Dua Kali Lebaran Pandemi tak juga Usai

Oleh: Elis Herawati
Ibu Rumah Tangga


Dua kali sudah perayaan Hari Raya Idul Fitri dirayakan umat Islam di tengah pandemi Covid-19.Momen Idul Fitri atau Lebaran biasanya dimanfaatkan untuk saling memaafkan dan berkumpul dengan keluarga.Akan tetapi, di tengah pandemi virus corona yang melanda dunia, memaksa semua orang untuk tetap di rumah, meminimalisir pertemuan dan mobilitas, sehingga tak bisa merayakan Lebaran seperti dalam kondisi normal.Bahkan, pemerintah telah melarang masyarakat melakukan perjalanan mudik.Sama halnya seperti tahun kemarin kebijakan pemerintah memicu pro kontra di masyarakat.

Juru bicara Satuan Tugas Penanganan Covid-19, Wiku Adisasmito, mengatakan kebijakan larangan mudik yang diterapkan pemerintah memang masih memiliki kekurangan. Namun, ia mengatakan aturan yang berlaku dari 6 Mei hingga 17 Mei tersebut tetap harus diterapkan. Kendati demikian, kebijakan larangan mudik ini tetap diperlukan demi menekan penyebaran virus corona. "Pemerintah menyadari dalam penerapan kebijakan peniadaan mudik tidak sepenuhnya sempurna namun demikian kebijakan peniadaan mudik tetap dilaksanakan sesuai dengan peraturan yang berlaku," kata Wiku dalam konferensi pers secara virtual, Rabu (12/5) CNN.Indonesia.
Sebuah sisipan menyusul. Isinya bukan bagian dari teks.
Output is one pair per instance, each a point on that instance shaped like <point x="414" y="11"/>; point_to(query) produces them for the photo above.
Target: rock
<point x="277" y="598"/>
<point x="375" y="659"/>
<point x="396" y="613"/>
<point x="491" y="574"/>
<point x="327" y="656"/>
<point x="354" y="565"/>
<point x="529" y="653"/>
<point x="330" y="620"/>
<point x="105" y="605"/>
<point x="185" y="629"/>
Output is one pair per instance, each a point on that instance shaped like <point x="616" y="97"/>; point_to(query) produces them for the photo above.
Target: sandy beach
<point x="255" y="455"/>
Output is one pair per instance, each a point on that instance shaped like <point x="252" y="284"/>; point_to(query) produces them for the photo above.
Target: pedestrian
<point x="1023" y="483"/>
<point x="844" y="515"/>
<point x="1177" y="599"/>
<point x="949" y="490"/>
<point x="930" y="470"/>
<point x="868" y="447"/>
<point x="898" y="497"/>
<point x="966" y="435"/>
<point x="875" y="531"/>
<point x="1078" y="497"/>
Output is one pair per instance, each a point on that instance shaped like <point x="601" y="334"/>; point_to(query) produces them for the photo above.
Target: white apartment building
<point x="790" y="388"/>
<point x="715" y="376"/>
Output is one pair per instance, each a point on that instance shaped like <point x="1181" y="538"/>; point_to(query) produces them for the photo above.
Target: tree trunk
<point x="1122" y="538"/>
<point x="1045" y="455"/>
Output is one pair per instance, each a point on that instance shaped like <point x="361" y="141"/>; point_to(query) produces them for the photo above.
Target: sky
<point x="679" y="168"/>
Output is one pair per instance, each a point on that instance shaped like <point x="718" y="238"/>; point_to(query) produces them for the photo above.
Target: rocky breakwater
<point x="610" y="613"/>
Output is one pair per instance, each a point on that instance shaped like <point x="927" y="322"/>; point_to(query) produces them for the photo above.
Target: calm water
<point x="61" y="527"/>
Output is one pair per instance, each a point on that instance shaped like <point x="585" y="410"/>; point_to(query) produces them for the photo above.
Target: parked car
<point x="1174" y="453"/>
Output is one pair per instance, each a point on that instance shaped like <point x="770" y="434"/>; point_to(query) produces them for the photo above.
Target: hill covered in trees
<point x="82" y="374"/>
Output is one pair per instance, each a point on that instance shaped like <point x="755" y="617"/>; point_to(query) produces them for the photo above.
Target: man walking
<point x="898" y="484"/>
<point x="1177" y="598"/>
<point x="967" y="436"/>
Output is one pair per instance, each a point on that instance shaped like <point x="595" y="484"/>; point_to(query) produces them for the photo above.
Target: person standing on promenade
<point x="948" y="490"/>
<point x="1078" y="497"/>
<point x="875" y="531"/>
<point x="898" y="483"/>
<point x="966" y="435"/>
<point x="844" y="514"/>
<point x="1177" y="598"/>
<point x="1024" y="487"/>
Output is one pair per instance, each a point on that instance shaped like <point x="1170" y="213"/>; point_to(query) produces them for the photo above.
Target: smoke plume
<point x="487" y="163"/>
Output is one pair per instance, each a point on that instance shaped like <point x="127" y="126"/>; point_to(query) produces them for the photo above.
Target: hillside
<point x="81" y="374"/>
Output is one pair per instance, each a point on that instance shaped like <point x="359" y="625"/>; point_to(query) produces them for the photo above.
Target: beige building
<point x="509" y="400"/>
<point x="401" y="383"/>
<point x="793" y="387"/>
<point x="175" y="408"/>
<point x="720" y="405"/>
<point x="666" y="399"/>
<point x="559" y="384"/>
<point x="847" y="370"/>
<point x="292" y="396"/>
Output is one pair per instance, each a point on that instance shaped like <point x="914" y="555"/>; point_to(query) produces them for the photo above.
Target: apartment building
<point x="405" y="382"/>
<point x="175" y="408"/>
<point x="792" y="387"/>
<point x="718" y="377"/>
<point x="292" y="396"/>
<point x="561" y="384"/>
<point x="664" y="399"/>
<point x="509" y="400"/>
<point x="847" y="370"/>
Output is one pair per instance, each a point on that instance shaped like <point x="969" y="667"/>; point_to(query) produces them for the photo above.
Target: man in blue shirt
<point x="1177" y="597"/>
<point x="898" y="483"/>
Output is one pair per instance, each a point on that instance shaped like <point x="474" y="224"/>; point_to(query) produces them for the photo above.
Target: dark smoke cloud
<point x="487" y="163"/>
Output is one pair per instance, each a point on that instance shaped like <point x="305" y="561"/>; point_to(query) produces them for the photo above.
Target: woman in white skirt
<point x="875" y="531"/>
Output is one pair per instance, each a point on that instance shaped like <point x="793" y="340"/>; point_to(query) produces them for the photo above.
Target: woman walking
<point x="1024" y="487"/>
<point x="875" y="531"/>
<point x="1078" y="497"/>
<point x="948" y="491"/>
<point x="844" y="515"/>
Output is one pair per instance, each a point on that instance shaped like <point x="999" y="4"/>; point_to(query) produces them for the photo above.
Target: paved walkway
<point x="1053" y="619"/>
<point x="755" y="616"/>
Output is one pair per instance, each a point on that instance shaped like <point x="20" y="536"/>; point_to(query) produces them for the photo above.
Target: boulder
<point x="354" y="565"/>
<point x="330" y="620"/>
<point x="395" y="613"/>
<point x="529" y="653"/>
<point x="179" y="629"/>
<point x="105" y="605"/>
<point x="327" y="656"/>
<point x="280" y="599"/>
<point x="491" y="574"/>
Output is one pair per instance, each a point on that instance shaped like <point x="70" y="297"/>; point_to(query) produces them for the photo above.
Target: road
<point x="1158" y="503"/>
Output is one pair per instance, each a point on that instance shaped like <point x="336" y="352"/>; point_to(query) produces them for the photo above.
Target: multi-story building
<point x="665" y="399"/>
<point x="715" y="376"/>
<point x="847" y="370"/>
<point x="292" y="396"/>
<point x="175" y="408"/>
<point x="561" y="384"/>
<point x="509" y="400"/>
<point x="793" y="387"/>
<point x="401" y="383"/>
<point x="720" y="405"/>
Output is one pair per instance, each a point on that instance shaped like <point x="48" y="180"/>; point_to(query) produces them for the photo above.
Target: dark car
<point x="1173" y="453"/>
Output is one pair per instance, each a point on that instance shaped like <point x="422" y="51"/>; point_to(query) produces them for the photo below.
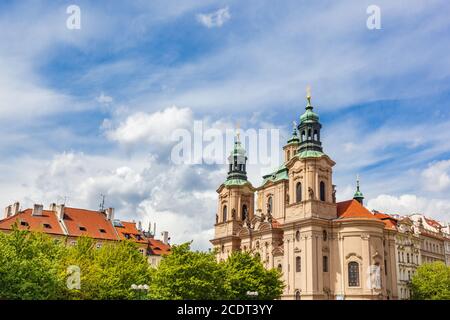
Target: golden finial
<point x="237" y="130"/>
<point x="308" y="94"/>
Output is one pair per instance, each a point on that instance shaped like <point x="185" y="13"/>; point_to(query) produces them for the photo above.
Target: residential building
<point x="68" y="224"/>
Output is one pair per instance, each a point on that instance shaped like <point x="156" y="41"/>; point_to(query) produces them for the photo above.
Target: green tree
<point x="431" y="282"/>
<point x="108" y="272"/>
<point x="244" y="272"/>
<point x="185" y="274"/>
<point x="29" y="266"/>
<point x="197" y="275"/>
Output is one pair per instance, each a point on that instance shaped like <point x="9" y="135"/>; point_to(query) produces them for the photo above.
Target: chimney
<point x="59" y="209"/>
<point x="16" y="208"/>
<point x="37" y="210"/>
<point x="165" y="236"/>
<point x="110" y="214"/>
<point x="8" y="211"/>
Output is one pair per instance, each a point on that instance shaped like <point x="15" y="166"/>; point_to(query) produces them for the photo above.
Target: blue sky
<point x="89" y="111"/>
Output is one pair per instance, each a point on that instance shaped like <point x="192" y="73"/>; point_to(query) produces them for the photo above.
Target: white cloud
<point x="214" y="19"/>
<point x="408" y="204"/>
<point x="154" y="128"/>
<point x="436" y="176"/>
<point x="104" y="99"/>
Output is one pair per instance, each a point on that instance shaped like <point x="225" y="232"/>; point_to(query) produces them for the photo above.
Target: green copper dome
<point x="309" y="115"/>
<point x="358" y="195"/>
<point x="294" y="138"/>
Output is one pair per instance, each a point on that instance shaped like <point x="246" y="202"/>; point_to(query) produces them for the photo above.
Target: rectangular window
<point x="353" y="274"/>
<point x="325" y="263"/>
<point x="298" y="264"/>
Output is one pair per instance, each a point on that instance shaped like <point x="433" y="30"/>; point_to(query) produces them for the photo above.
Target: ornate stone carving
<point x="352" y="254"/>
<point x="311" y="193"/>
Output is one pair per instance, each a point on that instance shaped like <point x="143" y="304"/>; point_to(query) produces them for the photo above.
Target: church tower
<point x="291" y="147"/>
<point x="311" y="190"/>
<point x="235" y="205"/>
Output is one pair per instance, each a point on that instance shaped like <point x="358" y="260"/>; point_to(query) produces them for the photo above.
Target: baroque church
<point x="323" y="248"/>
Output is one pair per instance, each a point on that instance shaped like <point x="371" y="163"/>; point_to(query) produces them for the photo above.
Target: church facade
<point x="324" y="249"/>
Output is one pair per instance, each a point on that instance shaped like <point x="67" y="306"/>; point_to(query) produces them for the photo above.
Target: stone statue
<point x="245" y="213"/>
<point x="248" y="223"/>
<point x="311" y="193"/>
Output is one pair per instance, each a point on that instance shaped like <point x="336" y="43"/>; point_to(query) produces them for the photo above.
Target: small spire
<point x="358" y="194"/>
<point x="308" y="97"/>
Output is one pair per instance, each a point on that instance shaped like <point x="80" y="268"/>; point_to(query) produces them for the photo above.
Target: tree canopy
<point x="34" y="265"/>
<point x="431" y="282"/>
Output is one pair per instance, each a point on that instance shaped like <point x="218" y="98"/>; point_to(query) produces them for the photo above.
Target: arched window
<point x="353" y="274"/>
<point x="244" y="212"/>
<point x="298" y="264"/>
<point x="298" y="192"/>
<point x="325" y="263"/>
<point x="322" y="191"/>
<point x="224" y="213"/>
<point x="269" y="205"/>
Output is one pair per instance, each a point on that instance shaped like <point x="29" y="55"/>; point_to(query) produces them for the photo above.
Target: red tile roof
<point x="353" y="209"/>
<point x="389" y="221"/>
<point x="157" y="247"/>
<point x="433" y="223"/>
<point x="128" y="230"/>
<point x="94" y="222"/>
<point x="47" y="222"/>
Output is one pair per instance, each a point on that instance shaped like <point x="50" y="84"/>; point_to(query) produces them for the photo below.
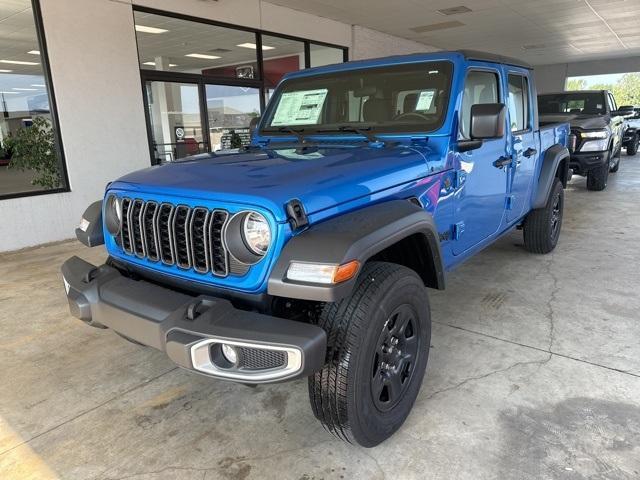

Dilansir dari travel.okezone.com BUPATI Bandung Dadang Supriatna mengeluarkan surat edaran terkait hasil evaluasi aktivitas kepariwisataan. Ada sejumlah tempat wisata ditutup untuk menghindari kerumunan saat libur Lebaran dan usaha antisipasi lonjakan pasca Idul Fitri.

Meski ada kebijakan pelarangan tersebut namun banyak yang mencoba mencari celah agar bisa lolos dari penyekatan. Banyak masyarakat yang masih nekat melakukan perjalanan mudik. Bahkan beberapa rombongan motor pemudik nekat menerabas pos penyekatan. Kebijakan pemerintah melarang mudik tidak dipatuhi publik berakibat serangan terhadap aparat. Kondisi ini diperburuk dengan mentalitas korup petugas yang mencari celah mengambil pungli.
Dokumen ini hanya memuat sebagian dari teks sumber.